The examples are divided into categories. These categories are:

  • OpenMP C++ and c examples of OpenMP target offload
  • FORTRAN FORTRAN examples of OpenMP target offload
  • HIP Acceleration with HIP
  • Raja Examples that use the RAJA programming model
  • Kokkos Examples that use the kokkos programming model
  • tools Examples on how to use profiling, debug, and address sanitizer tools
  • stress Examples that are complex or stress resources

Eventually we will add these categories:

  • stdpar C++ stdpar examples
  • opencl Examples of offloading with OpenCL
  • hipfort FORTRAN examples that use FORTRAN HIP bindings

Each category is a directory and each example is a subdirectory of the category directory. Typically there is a Makefile for each example. That Makefile can be executed with either update access to the example directory or in a different directory since examples typically exist in a read-only installation directory. These commands show how to run an example from a writable tmp directory.

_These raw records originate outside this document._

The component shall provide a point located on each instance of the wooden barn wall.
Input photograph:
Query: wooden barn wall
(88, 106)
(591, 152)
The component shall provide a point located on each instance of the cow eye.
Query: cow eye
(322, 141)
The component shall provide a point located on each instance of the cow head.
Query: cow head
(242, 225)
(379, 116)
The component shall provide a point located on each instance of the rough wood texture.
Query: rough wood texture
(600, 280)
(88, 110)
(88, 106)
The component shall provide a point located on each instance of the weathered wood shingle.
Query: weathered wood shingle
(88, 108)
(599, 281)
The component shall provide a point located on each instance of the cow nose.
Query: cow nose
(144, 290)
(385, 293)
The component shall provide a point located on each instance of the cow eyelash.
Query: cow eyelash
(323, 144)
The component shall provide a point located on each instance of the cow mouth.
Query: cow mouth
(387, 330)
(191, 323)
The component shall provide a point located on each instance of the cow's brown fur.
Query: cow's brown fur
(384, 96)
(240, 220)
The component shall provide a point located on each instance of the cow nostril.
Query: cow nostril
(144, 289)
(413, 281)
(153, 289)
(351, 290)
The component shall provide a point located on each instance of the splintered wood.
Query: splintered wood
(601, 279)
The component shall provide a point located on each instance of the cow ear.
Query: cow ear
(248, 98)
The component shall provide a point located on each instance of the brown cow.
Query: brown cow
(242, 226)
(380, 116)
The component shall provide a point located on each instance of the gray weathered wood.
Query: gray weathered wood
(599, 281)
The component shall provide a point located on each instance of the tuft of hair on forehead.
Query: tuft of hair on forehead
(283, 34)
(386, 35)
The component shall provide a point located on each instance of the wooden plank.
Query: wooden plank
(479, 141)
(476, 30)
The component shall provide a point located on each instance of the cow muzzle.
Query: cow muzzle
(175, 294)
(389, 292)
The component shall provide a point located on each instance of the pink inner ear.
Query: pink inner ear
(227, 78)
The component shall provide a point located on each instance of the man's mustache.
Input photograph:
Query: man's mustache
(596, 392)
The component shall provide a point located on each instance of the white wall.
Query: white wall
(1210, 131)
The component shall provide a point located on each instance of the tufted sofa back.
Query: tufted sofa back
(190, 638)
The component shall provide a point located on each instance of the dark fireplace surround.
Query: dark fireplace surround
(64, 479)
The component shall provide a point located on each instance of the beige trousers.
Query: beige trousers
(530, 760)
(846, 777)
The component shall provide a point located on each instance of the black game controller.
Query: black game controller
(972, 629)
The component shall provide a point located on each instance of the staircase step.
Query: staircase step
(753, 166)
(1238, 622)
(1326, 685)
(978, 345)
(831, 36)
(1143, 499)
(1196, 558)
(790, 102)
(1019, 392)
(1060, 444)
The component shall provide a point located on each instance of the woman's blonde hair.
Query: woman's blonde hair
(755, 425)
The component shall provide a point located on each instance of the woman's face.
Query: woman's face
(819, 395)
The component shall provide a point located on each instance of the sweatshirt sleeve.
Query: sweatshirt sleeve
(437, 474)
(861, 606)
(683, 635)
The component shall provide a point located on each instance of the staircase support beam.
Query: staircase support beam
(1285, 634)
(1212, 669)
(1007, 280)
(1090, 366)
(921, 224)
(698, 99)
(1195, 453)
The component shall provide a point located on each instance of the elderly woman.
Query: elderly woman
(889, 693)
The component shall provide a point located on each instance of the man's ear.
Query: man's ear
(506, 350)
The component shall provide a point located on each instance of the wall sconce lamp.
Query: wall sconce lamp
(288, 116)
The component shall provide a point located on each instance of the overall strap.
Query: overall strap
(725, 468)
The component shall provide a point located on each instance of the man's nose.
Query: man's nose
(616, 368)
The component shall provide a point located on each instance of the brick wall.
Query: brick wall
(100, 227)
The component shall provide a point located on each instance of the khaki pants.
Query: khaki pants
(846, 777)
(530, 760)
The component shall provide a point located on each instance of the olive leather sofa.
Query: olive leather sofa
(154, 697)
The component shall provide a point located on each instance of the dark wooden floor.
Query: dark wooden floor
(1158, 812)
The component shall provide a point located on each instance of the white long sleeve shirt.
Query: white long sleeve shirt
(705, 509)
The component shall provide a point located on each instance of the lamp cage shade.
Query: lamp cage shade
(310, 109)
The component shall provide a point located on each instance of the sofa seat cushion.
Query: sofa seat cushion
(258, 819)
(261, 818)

mkdir /tmp/demo ; cd /tmp/demo
EXROOT=/opt/rocm/share/openmp-extras/examples  # The examples base directory.
make -f $EXROOT/openmp/veccopy/Makefile run

The above will compile and execute the openmp/veccopy example. The Makefile will print the compile and execute commands to your console.

Each Makefile typically includes the common Makefile helper file Makefile.find_gpu_and_install_dir. This include file finds the LLVM compiler and sets the environment variable LLVM_INSTALL_DIR if not already preset by the user. If not preset, or the value of LLVM_INSTALL_DIR specifies a nonexistant directory, the Makefile searches this list of directories:

/opt/rocm/lib/llvm /usr/lib/aomp ./../../../llvm  ~/rocm/aomp

The Makefile sets LLVM_INSTALL_DIR to the first directory it finds in the above list. It is recommended that users of these examples preset LLVM_INSTALL_DIR if they want to demo the compiler with something other than the last installed ROCm compiler.

The include file then determines if there is an active GPU and the GPU architecture (eg. gfx940, sm_70, etc). It first checks for an active amdgpu kernel module If there is an active amdgpu kernel, the LLVM compiler utility $(LLVM_INSTALL_DIR)/bin/amdgpu-arch is used to set the value LLVM_GPU_ARCH which instructs the compiler which GPU to compile for. If no active amdgpu kernel module is found, the include file looks for an nvidia PCI device and then uses the compiler utility $(LLVM_INSTALL_DIR)/bin/amdgpu-arch to set the value LLVM_GPU_ARCH.

If no LLVM installation or GPU could be found, the example Makefile will fail. So if you want to demo the compiler with something other than the last installed ROCm compiler (which is typically found at /opt/rocm/lib/llvm), then it is recommended that users preset LLVM_INSTALL_DIR.

There are often other make targets to show different ways to build the binary. E.g. to run with some debug output set OFFLOAD_DEBUG variable:

env OFFLOAD_DEBUG=1 make
env OFFLOAD_DEBUG=1 make run

Run make help to see all the possible demos of each example.